There's impatience in the air.
Scores of advocates and politicians rallied at City Hall on Thursday — in one of the largest demonstrations about the Adams Administration's slow start on street safety issues — to demand that City Hall accede to a City Council recommendation to set aside $3.1 billion for a safer, more bike-, bus-, and pedestrian-friendly New York.
More than a dozen council members and advocacy organizations say the mayor must adequately fund the long-awaited Streets Master Plan, which passed in 2019 and goes into effect this year, calling it a much-needed investment as traffic fatalities skyrocketed 44 percent in the first quarter of 2022 — the deadliest start to any year since Vision Zero launched in 2014. Between Jan. 1 and March 31, 59 people were killed in crashes.
“We want $3.1 billion, a little tiny fraction of the [nearly $100-billion] city budget, to make sure our streets belong to us, and to make sure New Yorkers are safe,” said Council Member Alexa Avilés (D-Sunset Park), who was joined by colleagues Selvena Brooks-Powers, Carlina Rivera, Lincoln Restler, Sandy Nurse, Chi Ossé, Crystal Hudson, Shekar Krishnan, and Amanda Farías. “We have seen death after death after death to no avail. We demand our city do better by us, by fully investing in the street plan.”
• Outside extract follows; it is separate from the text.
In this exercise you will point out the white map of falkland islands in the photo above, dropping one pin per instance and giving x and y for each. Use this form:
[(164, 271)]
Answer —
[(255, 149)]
It is unclear whether the mayor will heed the call. The Department of Transportation’s 96-page plan, issued late last year, claimed the agency did not have the money to fully implement the Streets Master Plan, which requires the city to install hundreds of miles of protected bike lanes and bus lanes, cleaner sidewalks, and car-free streets over its five-year scope.
And the mayor’s proposed $98.5-billion Fiscal Year 2023 preliminary budget — which is $2 billion less than the previous year’s budget — did not put significant funds, if any, specifically into carrying out the plan.
The mayor’s office has been unable to provide a basic apples-to-apples comparison of the dollar amount he’s allocated specifically to the scheme, saying only that more than $4 billion is currently allocated to DOT for its five-year capital budget through fiscal year 2026 for street projects (excluding street resurfacing), and that many of those projects “overlap” with the city’s Streets Master Plan.
Despite proudly accepting endorsements from transit advocates such as StreetsPAC, Adams has done little to follow through — or even pick up where the former de Blasio administration left off, however inconsequential that was, said Rivera.
“There was certainly a moment to pick up on the momentum and his campaign was very vocal and proud to receive the endorsement of so many transit and pedestrian-friendly advocates and then constantly being on his bike, talking about how important helping transit is,” the Lower Manhattan Democrat told Streetsblog. “There was certainly momentum there for him to carry this into the budget, but I don't see it as profoundly as I did in the months leading up to the start of his administration, and I don't quite see it in the first 100 days.”
The real nitty-gritty details of how much money will ultimately get allocated toward the scheme are expected to get worked out next week ahead of the mayor's executive budget, according to Rivera and a City Hall spokesperson.
City Hall said that existing capital funding is intertwined with goals of the Streets Master Plan, but admitted that the details still need to be worked out.